Um gaúcho também estuda o remdesivir na Universidade de Nebraska, nos Estados Unidos. Natural de Bagé, na campanha gaúcha, André Kalil lidera o ensaio clínico considerado mais promissor para a cura do covid-19. Financiado pelo governo norte-americano por meio do National Institutes of Health (Institutos Nacionais de Saúde), o pesquisador deu início aos testes em fevereiro em um paciente dos Estados Unidos. Em entrevista naquele mês a GaúchaZH, o infectologista projetava ter o medicamento antes do fim do que, na época, ainda era uma epidemia, já que a pandemia foi declarada apenas em março pela Organização Mundial da Saúde (OMS).
- Esse estudo com uso do remdesivir teve aprovação para realização em tempo recorde no FDA (Food and Drug Administration), agência federal dos Estados Unidos, e está em fase avançada, a fase 3. Parece o mais animador, cientificamente adequado e mais avançado em testes. Se os resultados forem bons mesmo, anima muito por ser a terapia antes das vacinas, que em breve chegarão também - analisa Wagner Salaverry, sócio da Quantitas Asset, gestora de fundos de Porto Alegre, sobre o impacto do relatório no mercado financeiro.
Outros motivos para otimismo de investidores
Há ainda outros motivos que animam os mercados. Um deles é a fala do presidente dos Estados Unidos, Donald Trump, indicando já como será a reabertura da economia norte-americana, como já vem também sendo sinalizado por autoridades da Europa.

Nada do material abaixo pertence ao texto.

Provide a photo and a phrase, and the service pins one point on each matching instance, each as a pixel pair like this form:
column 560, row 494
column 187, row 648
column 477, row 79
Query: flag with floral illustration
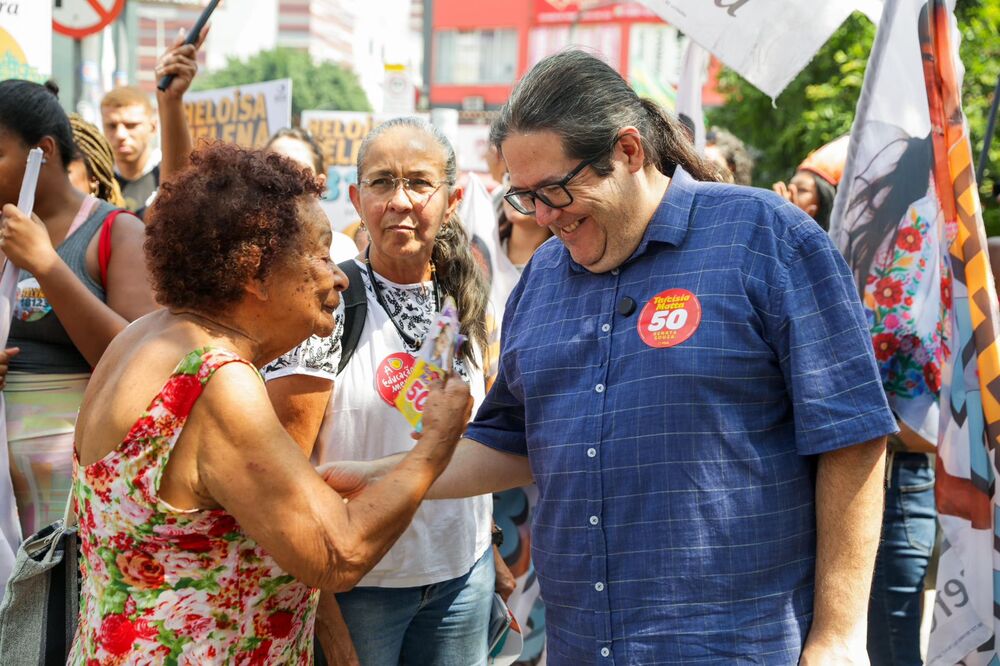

Além disso, apesar de forte, a queda de 6,8% no PIB da China ainda ficou longe dos 10% de recuo que eram projetados por alguns analistas. Também a produção da indústria chinesa em março caiu 1,1%, ou seja, com bem menos intensidade do que se esperava. A China reabriu fábricas, lojas e outras empresas, mas ainda deve levar meses para que a atividade retorne ao ritmo normal de produção já que o consumo segue reprimido. Tanto entre os chineses quanto no resto do mundo que importa produtos do país.